The hippocampal formation is composed of the subiculum, hippocampus (also called the hippocampus proper or horn of Ammon), and dentate gyrus (see Fig. 31.4 ), all of which constitute the allocortex of Brodmann. The subiculum is laterally continuous with the cortex of the parahippocampal gyrus and an area of the periallocortex. Medially, the edge of the hippocampal formation is formed by the dentate gyrus and the fimbria of the hippocampus.
Developmentally, the hippocampal formation originates dorsally and migrates into its ventral and medial positions in the temporal lobe. During this migration, small remnants of the hippocampal formation remain behind to form the medial and lateral longitudinal striae and their associated gray matter, the indusium griseum ( Fig. 31.3 ). These structures are small in the human brain and extend rostrally along the dorsal aspect of the corpus callosum into the subcallosal area.
The subiculum of the hippocampal formation is the transitional area between the three-layered hippocampus (allocortex) and the five-layered entorhinal cortex (periallocortex) of the parahippocampal gyrus ( Fig. 31.4 ). This transitional zone, although small, can be divided into a prosubiculum, subiculum proper, presubiculum, and parasubiculum. These areas are essential for the flow of information into the hippocampal formation.
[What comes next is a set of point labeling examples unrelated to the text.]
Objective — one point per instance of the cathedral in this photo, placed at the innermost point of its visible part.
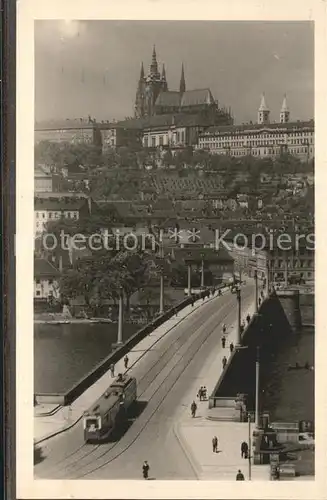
(154, 98)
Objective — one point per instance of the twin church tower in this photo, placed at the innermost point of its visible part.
(264, 112)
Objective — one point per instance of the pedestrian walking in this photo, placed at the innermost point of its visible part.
(215, 444)
(193, 409)
(239, 476)
(244, 450)
(126, 361)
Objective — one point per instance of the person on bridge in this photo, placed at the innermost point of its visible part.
(239, 476)
(244, 450)
(145, 469)
(193, 409)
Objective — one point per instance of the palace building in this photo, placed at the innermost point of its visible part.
(154, 98)
(262, 139)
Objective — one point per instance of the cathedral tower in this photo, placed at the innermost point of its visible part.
(263, 112)
(284, 116)
(182, 85)
(140, 95)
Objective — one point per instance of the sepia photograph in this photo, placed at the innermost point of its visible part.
(173, 325)
(174, 250)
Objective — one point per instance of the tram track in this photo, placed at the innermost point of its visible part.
(187, 350)
(144, 380)
(143, 384)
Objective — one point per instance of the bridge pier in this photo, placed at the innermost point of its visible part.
(290, 301)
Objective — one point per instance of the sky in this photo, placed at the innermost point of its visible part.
(92, 67)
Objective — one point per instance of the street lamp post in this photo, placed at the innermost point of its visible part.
(250, 446)
(189, 280)
(238, 296)
(257, 375)
(120, 318)
(256, 290)
(162, 281)
(268, 277)
(202, 273)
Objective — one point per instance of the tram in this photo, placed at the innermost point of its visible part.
(110, 410)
The dentate gyrus and the hippocampus are each composed of three layers ( Fig. 31.4 ). The external layer is called the molecular layer and contains afferent axons and dendrites of cells intrinsic to each structure. The middle layer, called the granule cell layer in the dentate gyrus and the pyramidal layer in the hippocampus, contains the efferent neurons of each structure ( Fig. 31.4 ). These layers are named according to the shape of the cell body of the principal type of neuron found therein. The dendrites of granule and pyramidal cells radiate into the molecular layer. The inner layer, called the polymorphic layer (also called the stratum oriens in the hippocampus), contains the axons of pyramidal and granule cells, a few intrinsic neurons, and many glial elements. In addition, the polymorphic layer of the hippocampus contains the elaborate basal dendrites of some larger pyramidal somata that are located in the pyramidal layer. These are called double pyramidal cells because they have dendrites extending into both molecular and polymorphic layers ( Fig. 31.4 ). The innermost part of the hippocampus borders on the wall of the lateral ventricle and is a layer of myelinated axons arising from cell bodies located in the subiculum and hippocampus. This layer, called the alveus, is continuous with the fimbria of the hippocampus, which in turn becomes the fornix ( Fig. 31.4 ).
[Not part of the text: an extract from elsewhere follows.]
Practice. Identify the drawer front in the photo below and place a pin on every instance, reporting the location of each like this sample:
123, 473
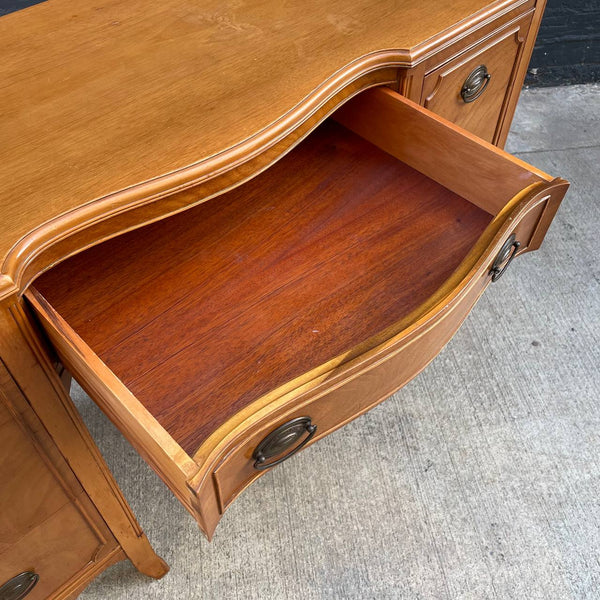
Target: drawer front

The hippocampus can be divided into four regions on the basis of a variety of cytoarchitectural criteria ( Fig. 31.4 ). These areas are designated CA1 to CA4, where CA stands for cornu ammonis (horn of Ammon). Area CA1 (a parvocellular region that can be separated into two cell layers in humans) is located at the subiculum-hippocampal interface. Area CA2 (a mixed zone) and area CA3 (a magnocellular zone) are located within the hippocampus. Area CA4 is located at the junction of the hippocampus with the dentate gyrus but within the hilus of the dentate gyrus.
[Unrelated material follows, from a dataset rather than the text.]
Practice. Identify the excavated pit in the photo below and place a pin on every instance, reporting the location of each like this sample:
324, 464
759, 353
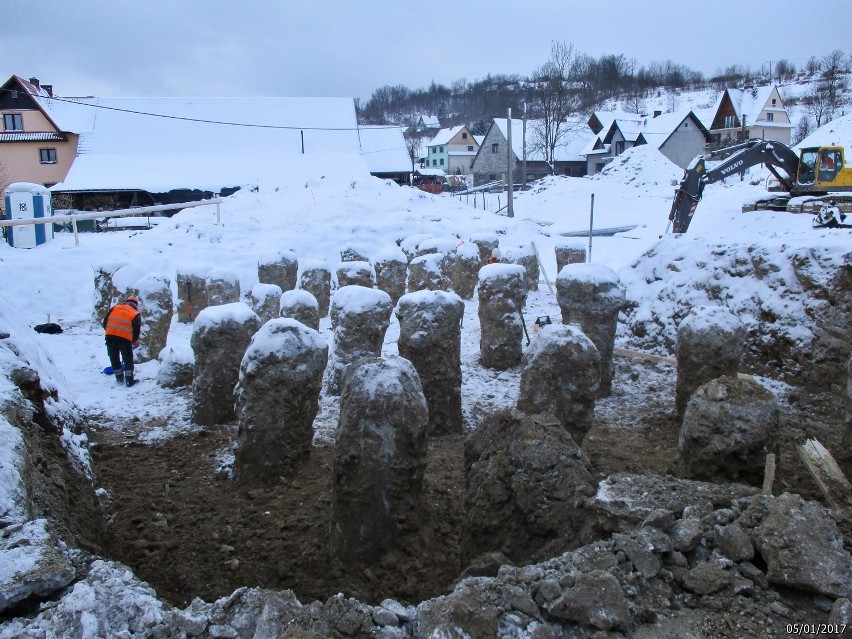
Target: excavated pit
177, 519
The major input to the hippocampal formation is from cells of the entorhinal cortex via a diffuse projection called the perforant pathway ( Figs. 31.4 and 31.5 ). Most fibers of the perforant pathway terminate in the molecular layer of the dentate gyrus, although a few terminate in the subiculum and hippocampus. Granule cells in the dentate gyrus project into the molecular layer of the CA3 region of the hippocampus. CA3 neurons project into CA1 of the hippocampus, which in turn provides an input to the subiculum. In addition, the subiculum also receives a modest projection from the amygdaloid complex. Although the fornix is mainly an efferent path from the hippocampus, it also conveys cholinergic septohippocampal projections to the hippocampal formation and entorhinal cortex.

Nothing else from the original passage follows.